STEVE INSKEEP, HOST:
Hey, we're not quite done with summer, which means we're not quite done with talking with poets on this program about what summer means to them.
Tishani Doshi wrote a poem called "Visiting My Parents In Summer." She writes about the way that summer flattens time; the past and the present mingle. She writes of returning to her childhood bedroom, knowing it's preserved just that she left it as a teenager.
TISHANI DOSHI: Layering it with your present - it's always a strange feeling for me because you know, you enter that space and you become all of the people that you've ever been.
INSKEEP: Making a journey, according to Doshi, from child to teenager to adult in a single hazy afternoon.
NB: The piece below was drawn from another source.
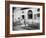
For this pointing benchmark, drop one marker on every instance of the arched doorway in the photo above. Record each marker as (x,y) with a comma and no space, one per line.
(30,14)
DOSHI: (Reading) Visiting my parents in summer, it seems they have always been here. These crows outside the window whom I cannot see but hear, it seems they have been making their noise for such a long time. I can no longer remember what it was like before. Perhaps it was summer and there were leaves on the ground from trees silently dying. Perhaps it is still summer and all you are doing is listening to your life pass by in a single afternoon. Here is your childhood room. Here are the distances between sleeps and here are the crows outside the window, singing their harsh song, listening.
INSKEEP: That's Tishani Doshi reading "Visiting My Parents In Summer." Her latest collection of poems is called "Everything Begins Elsewhere."